Sunday 16 August 2009

Link of the Day: Katsafanas on Drives in Nietzsche

Primary version of this post, with visual content, at Barry Stocker's Weblog.

Nietzsche’s Philosophical Psychology, by Paul Katsafanas.

Hat tip, Philosophical Papers

This is a final draft Katsafanas has posted on his personal page at the Department of Philosophy in the University of New Mexico, of an entry for the Oxford Handbook of Nietzsche (edited by John Richardson and Ken Gemes).

It’s part of Katsafanas’ general work on ethics, action and agency.


The paper’s title might be considered a bit misleading as Katasafanas very largely concentrates on the issue of drives in Nietzsche, though free will comes up as well.. The discussion of drives is very good, though ‘drive’ is not a word that Nietzsche uses very often, and not at all in some books, so it’s a bit of a stretch to take that as the dominat issue in Nietzsche’s philosophical psychology. This may reflect other aspects of Nietzsche’s philosophical psychology being included in other entries in the handbook, things like the relation between mind and body, the nature of the self, concept possession etc.

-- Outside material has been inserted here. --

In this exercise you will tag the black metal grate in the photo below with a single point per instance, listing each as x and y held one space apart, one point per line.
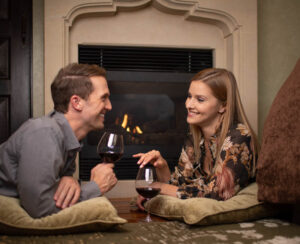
147 58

The account of drives includes a good discussion of recent positions and a clear account of Kakasanas’ preferred position. Some of his positions rests on assumptions of continuity between Nietzsche and Freud, which is in danger of distracting from Nietzsche’s texts. There’s also an assumption of continuity between Schopenhauer and Nietzsche, which is less distracting from Nietzsche’s own texts, since Schopenhauer is discussed in those texts. The claim is that ‘drive’ includes reflection, though it may refer to very automatic reactions, even at low levels of life there must be a conscious sensation in the argument. Darwin and James are also brought in to justify this position, so we end up with an account of a general approach in philosophy, biology, psychology and psychoanalysis. That opens the question of the relative merits of broad context and the details of text as the centre of focus. Anyway Katsafanas does a god job of integrating that, and other material. Katsafanas draws a sharp line between the material and the psychological, coming down on the psychological in his study of drives. I don’t see that as completely wrong, but I would argue that consciousness and psychology are emergent from material forces in Nietzsche and that these are mutually intertwined.


I very much approve of the account of free will, where Katsafanas argues that Nietzsche is a determinist, but not in a way which completely excludes agency. i might find more to disagree with on further study, but the broad sweep of argument looks correct to me.